La mobilisation des agriculteurs opposés aux abattages systématiques liés à la dermatose nodulaire contagieuse a franchi un nouveau seuil ce mardi soir. Après quatre jours d’actions, la Confédération paysanne et la Coordination rurale ont appelé à poursuivre et amplifier les blocages sur l’ensemble du territoire. Le mouvement, motivé par le rejet de la stratégie sanitaire de l’État, a provoqué de lourdes perturbations routières et ferroviaires, notamment dans le Sud-Ouest et le Sud-Est, mais aussi dans plusieurs régions centrales et de l’Est. La contestation vise directement la politique d’abattage total des troupeaux de bovins touchés ou suspectés d’être exposés à la maladie. Les éleveurs dénoncent une réponse jugée disproportionnée, économiquement destructrice et insuffisamment adaptée aux réalités locales. Le gouvernement, de son côté, maintient que ces mesures sont nécessaires pour contenir une maladie hautement contagieuse, tout en promettant des ajustements.
Dans le Sud-Ouest, la situation est restée particulièrement tendue tout au long de la journée
L’autoroute A64 a été coupée dans les deux sens entre la Haute-Garonne et les Pyrénées-Atlantiques, tout comme plusieurs portions de l’A63 au sud de Bordeaux et de l’A61 entre l’Aude et la Haute-Garonne. Des fermetures ont également concerné l’A20 dans le Lot et en Corrèze, ainsi que l’A89 en Dordogne et en Corrèze. Des agriculteurs ont mené des actions symboliques devant des bâtiments administratifs, notamment à Périgueux, où des dépôts de remorques et de carcasses animales ont été signalés. Les conséquences se sont aussi fait sentir sur le réseau ferroviaire. En Occitanie, la circulation des trains a été interrompue sur l’axe Toulouse-Narbonne, après le dépôt de matériel agricole sur les voies à hauteur de Villefranche-de-Lauragais. La ligne Toulouse-Auch a également été coupée dans le Gers. Des services de substitution par autocars ont été mis en place, sans perspective de reprise rapide du trafic dans la journée.
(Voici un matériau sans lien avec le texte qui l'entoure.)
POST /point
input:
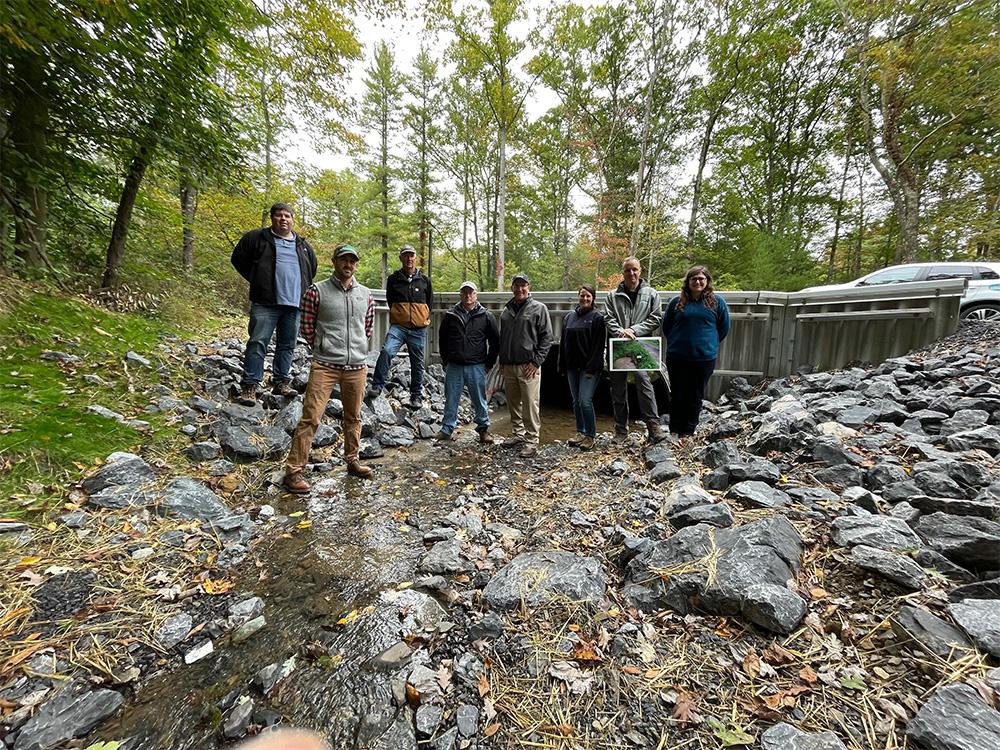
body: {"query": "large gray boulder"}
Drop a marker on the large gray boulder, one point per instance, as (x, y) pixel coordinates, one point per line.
(967, 540)
(537, 577)
(956, 718)
(71, 713)
(980, 618)
(786, 737)
(716, 570)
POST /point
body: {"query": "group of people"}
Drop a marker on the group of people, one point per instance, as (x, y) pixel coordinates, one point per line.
(336, 318)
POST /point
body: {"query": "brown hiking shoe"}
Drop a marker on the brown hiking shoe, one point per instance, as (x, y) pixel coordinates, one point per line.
(358, 469)
(283, 388)
(248, 395)
(294, 482)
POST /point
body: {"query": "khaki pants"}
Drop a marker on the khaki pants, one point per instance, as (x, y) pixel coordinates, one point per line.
(523, 396)
(321, 383)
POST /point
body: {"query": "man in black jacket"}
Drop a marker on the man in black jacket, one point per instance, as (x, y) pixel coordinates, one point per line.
(469, 344)
(279, 265)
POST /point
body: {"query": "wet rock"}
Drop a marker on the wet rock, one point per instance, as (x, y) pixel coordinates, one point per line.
(174, 630)
(956, 718)
(187, 498)
(928, 632)
(537, 577)
(467, 720)
(880, 532)
(754, 494)
(245, 443)
(967, 540)
(444, 558)
(428, 719)
(786, 737)
(895, 567)
(72, 713)
(119, 470)
(236, 723)
(716, 514)
(204, 451)
(980, 618)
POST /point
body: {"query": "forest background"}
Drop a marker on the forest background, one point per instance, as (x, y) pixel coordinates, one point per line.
(783, 143)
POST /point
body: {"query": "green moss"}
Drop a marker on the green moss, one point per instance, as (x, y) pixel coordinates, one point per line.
(47, 437)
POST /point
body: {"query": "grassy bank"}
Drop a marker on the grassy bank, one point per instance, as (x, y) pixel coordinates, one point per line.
(47, 436)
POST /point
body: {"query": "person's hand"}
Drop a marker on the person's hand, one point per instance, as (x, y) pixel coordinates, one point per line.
(286, 739)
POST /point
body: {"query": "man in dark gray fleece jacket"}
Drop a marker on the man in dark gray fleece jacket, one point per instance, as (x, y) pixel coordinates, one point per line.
(525, 340)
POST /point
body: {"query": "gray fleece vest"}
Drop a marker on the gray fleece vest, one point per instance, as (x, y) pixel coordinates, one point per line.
(340, 324)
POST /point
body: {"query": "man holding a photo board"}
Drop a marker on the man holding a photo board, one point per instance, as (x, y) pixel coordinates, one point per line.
(633, 311)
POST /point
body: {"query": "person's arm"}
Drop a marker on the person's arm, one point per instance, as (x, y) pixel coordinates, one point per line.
(722, 319)
(610, 317)
(596, 363)
(243, 255)
(492, 340)
(653, 319)
(370, 316)
(309, 306)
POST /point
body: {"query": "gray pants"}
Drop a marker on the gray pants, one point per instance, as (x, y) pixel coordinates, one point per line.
(619, 397)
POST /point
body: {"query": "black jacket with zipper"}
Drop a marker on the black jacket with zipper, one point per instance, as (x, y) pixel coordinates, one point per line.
(471, 338)
(254, 257)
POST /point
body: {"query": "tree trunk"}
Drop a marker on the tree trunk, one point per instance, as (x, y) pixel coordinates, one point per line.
(189, 204)
(123, 216)
(26, 160)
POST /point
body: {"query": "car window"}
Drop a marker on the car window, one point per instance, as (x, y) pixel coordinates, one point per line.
(950, 272)
(893, 276)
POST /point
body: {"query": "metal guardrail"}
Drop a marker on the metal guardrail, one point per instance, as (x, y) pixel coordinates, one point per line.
(775, 334)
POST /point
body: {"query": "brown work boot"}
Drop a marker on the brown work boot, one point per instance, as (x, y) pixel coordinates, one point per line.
(248, 395)
(656, 433)
(294, 482)
(358, 469)
(283, 388)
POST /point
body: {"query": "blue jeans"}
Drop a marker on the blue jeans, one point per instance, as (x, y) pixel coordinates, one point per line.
(473, 377)
(582, 387)
(414, 339)
(264, 321)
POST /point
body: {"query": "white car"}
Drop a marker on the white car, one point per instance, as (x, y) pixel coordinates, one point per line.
(981, 300)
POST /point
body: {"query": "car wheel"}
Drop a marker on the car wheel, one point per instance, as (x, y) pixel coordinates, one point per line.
(982, 312)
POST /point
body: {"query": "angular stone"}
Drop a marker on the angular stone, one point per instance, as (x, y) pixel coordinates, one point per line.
(537, 577)
(897, 568)
(70, 714)
(980, 618)
(956, 718)
(786, 737)
(929, 632)
(188, 498)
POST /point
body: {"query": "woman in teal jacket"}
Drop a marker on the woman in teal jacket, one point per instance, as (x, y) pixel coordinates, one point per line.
(694, 325)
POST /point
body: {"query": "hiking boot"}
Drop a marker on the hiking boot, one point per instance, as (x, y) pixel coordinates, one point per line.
(358, 469)
(248, 395)
(283, 388)
(655, 431)
(295, 483)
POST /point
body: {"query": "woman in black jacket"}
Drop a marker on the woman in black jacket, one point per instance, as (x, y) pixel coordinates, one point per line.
(581, 357)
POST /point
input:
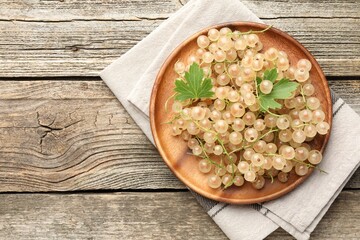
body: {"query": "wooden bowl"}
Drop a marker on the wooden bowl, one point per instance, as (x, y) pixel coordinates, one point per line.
(174, 149)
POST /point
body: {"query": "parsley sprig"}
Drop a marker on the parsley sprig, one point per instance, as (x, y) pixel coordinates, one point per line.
(194, 86)
(282, 89)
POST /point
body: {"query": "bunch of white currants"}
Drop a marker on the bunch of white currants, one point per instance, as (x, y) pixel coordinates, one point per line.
(235, 140)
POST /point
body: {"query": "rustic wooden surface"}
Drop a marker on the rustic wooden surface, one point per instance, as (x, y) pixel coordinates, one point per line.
(62, 130)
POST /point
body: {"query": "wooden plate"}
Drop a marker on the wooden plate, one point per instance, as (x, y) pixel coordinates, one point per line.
(174, 149)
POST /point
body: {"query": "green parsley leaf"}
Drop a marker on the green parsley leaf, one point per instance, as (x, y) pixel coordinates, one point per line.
(195, 86)
(281, 90)
(271, 75)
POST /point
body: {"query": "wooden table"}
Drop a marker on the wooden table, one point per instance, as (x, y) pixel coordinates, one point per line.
(74, 165)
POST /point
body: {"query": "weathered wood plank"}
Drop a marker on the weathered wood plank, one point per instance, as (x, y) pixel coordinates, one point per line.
(141, 216)
(80, 38)
(133, 9)
(75, 135)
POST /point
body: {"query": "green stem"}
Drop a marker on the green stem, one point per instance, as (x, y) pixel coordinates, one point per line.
(206, 156)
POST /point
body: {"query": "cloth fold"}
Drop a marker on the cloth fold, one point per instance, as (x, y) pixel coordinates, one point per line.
(299, 211)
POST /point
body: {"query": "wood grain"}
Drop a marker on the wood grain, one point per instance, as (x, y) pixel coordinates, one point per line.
(75, 135)
(141, 216)
(80, 38)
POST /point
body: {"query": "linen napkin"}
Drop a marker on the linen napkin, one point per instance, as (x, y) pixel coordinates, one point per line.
(297, 212)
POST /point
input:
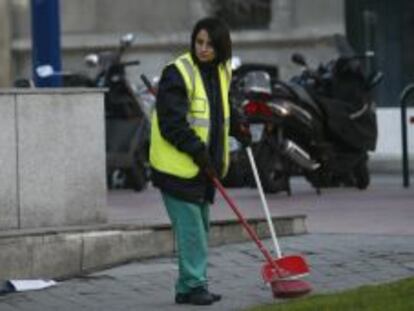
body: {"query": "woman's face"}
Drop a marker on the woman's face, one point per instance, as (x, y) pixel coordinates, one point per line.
(203, 48)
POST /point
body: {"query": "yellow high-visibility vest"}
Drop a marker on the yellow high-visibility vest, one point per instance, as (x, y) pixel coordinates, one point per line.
(164, 157)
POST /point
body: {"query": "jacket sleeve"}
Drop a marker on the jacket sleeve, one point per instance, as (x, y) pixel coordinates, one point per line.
(172, 106)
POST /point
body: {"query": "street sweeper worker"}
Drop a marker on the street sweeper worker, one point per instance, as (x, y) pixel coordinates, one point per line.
(190, 143)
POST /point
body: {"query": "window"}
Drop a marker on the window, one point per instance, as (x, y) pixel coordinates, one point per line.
(243, 14)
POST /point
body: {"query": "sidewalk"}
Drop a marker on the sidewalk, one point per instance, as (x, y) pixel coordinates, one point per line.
(356, 238)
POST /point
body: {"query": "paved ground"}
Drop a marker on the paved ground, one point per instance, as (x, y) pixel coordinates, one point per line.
(355, 238)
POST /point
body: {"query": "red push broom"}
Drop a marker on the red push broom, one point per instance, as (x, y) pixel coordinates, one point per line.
(290, 263)
(282, 272)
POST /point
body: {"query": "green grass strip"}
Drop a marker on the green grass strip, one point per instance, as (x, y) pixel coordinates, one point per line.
(396, 296)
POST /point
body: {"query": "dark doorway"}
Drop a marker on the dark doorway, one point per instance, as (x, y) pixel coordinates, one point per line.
(394, 42)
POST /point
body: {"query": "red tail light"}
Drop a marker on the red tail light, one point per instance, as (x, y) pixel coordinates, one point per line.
(257, 108)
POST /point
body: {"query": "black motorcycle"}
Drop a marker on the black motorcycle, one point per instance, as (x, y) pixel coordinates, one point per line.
(277, 155)
(343, 127)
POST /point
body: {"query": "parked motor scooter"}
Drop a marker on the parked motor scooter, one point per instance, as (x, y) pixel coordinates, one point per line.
(338, 97)
(277, 156)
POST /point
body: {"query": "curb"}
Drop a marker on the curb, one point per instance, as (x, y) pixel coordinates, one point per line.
(59, 253)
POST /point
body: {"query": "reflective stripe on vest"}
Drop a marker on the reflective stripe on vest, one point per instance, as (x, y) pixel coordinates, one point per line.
(164, 157)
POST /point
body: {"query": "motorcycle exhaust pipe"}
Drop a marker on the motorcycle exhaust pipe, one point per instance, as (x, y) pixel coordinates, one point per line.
(299, 156)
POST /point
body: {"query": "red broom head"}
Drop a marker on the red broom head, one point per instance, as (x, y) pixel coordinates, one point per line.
(290, 288)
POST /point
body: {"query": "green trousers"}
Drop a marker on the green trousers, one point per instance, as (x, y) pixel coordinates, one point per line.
(190, 223)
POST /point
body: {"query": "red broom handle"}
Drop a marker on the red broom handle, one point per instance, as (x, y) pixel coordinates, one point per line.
(243, 221)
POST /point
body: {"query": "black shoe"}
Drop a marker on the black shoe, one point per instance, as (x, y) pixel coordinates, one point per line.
(198, 296)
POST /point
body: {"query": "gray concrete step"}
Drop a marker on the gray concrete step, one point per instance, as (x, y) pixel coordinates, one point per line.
(65, 252)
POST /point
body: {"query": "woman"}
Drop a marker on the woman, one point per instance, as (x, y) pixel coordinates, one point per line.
(189, 144)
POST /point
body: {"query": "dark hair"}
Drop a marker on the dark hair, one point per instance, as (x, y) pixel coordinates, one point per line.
(219, 34)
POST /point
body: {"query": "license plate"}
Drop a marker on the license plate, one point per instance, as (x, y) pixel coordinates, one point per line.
(257, 132)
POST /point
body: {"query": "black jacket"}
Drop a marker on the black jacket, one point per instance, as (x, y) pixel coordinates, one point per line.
(172, 106)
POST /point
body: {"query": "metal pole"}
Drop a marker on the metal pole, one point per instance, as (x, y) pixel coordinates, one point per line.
(369, 41)
(404, 141)
(46, 40)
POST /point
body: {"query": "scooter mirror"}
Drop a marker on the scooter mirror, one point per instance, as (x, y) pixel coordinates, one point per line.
(45, 71)
(299, 59)
(92, 60)
(127, 39)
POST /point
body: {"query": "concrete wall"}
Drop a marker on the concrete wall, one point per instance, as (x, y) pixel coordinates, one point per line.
(388, 155)
(52, 158)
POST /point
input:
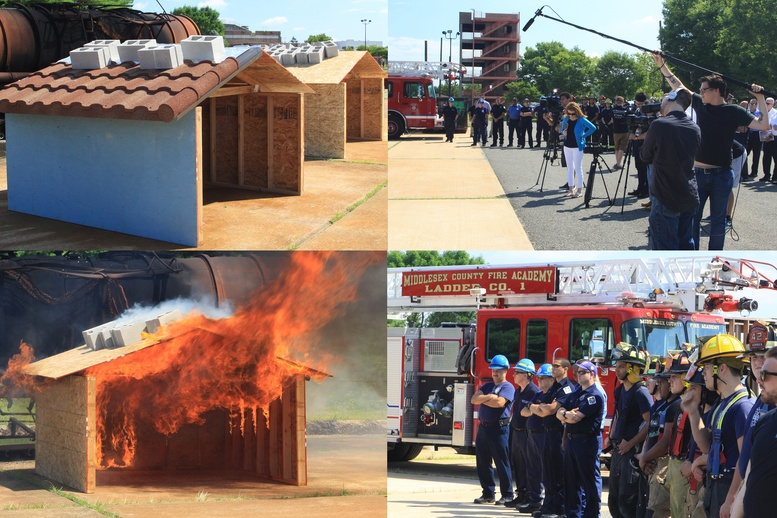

Dans le Sud-Est, le mouvement a pris une ampleur comparable
Dans le Gard, l’ensemble des échangeurs autour de Nîmes ont été impactés sur les autoroutes A9 et A54. En Hérault, des restrictions ont touché l’A709 et l’A75, compliquant fortement les déplacements vers l’Espagne et le littoral. Les syndicats agricoles locaux ont affirmé vouloir maintenir la pression tant que des réponses concrètes ne seraient pas apportées. La mobilisation s’est également étendue à d’autres territoires. Dans le Cantal, le tunnel du Lioran est resté bloqué depuis la veille au soir. En Creuse, la nationale 145 a été fermée entre Gouzon et Fleurat. Dans les Deux-Sèvres et la Vienne, des tracteurs ont occupé des axes stratégiques autour de l’A10, tandis que des opérations escargot ont ralenti la circulation autour de Bressuire. Dans les Vosges, des barrages filtrants ont été mis en place à Chavelot, et en Haute-Loire, plusieurs centaines d’agriculteurs se sont rassemblés devant la préfecture du Puy-en-Velay. Face à l’ampleur du mouvement, le Premier ministre a demandé une clarification et une accélération de la stratégie vaccinale, en insistant sur la nécessité de mieux prendre en compte les spécificités départementales. Il a annoncé vouloir recevoir les organisations professionnelles agricoles dans les prochains jours. Cette ouverture n’a toutefois pas suffi à désamorcer la colère, les syndicats estimant que les annonces restent floues et insuffisantes. La semaine s’annonce donc sous haute tension, avec la perspective de nouvelles actions et de blocages prolongés. Pour les agriculteurs mobilisés, il s’agit désormais d’un bras de fer avec l’État autour de la gestion sanitaire, mais aussi de la reconnaissance de la détresse économique et morale des éleveurs confrontés à la perte de leurs troupeaux.